Examples in Canada and the United States have shown that even large increases to the minimum wage have not made the sky fall, as many opponents of a $15 minimum wage would like us to believe. Research in both countries has found the overall impact on unemployment from minimum wage increases to be minimal or non-existent. Ontario and New York City recently raised their minimum wage substantially and both had an overall positive impact on employment. But the most compelling reason to support a $15 minimum wage is that no one should be paid less than what it costs to get by.
While minimum-wage workers would benefit from a higher minimum wage, so would many other workers – and businesses – in Manitoba. The worker who makes a dollar or two above the minimum is also struggling to get by, and a higher minimum wage helps push their wage up too as their employer competes to retain staff.

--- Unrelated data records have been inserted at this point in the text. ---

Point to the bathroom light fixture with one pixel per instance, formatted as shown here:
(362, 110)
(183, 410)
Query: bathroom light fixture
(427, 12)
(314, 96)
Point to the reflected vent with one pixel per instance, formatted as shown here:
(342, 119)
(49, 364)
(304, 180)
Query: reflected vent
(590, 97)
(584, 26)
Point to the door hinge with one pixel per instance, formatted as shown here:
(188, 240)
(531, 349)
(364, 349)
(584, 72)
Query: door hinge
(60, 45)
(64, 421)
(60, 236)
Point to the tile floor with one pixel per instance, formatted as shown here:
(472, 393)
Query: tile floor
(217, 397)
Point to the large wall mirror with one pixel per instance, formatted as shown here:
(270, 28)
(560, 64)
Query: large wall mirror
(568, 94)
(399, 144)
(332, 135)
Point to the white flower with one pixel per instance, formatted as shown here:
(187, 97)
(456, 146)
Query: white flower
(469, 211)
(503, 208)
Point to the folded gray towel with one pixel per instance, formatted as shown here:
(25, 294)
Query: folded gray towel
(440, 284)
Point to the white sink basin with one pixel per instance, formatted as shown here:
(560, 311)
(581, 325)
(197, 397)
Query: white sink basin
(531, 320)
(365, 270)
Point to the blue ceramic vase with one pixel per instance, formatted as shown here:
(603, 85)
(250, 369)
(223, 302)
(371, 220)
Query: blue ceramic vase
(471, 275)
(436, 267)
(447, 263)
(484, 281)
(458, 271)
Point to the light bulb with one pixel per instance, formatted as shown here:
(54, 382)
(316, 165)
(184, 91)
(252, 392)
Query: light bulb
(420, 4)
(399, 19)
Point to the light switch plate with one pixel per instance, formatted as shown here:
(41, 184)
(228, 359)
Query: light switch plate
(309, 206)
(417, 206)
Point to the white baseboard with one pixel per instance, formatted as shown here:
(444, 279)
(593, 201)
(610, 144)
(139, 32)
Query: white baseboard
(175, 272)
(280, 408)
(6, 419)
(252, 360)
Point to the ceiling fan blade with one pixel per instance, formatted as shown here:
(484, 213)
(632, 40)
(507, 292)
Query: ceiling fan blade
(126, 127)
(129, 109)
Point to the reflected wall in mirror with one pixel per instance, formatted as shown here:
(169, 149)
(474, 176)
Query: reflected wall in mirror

A minimum wage increase pushes up wages for everyone near the bottom; places with higher minimum wages generally have a fairer distribution of income and a less dramatic gap between the rich and the rest of us. While about 5% of working Manitobans currently make minimum wage, another 13% of workers earn 10% or less above the minimum, meaning the number of Manitobans who stand to see their incomes increased by a $15 minimum wage is considerable, with all the benefits that brings: greater economic justice, but also a more money in low-wage workers pockets to spend their wages at local businesses, and a healthier and stronger tax base to help fund our public services.
Despite the election outcome, we should be encouraged by the fact that casting a vote once every few years is not the only way we can change course. Social change also happens in between elections when we organize collectively to make our communities healthier and stronger. The fight for a $15 minimum wage is one of many ongoing movements for economic, social, and climate justice. Let’s seize this opportunity to organize for economic justice now, rather than waiting for another election cycle.
Chris Rigaux is an instructor in the Labour Studies program at the University of Manitoba.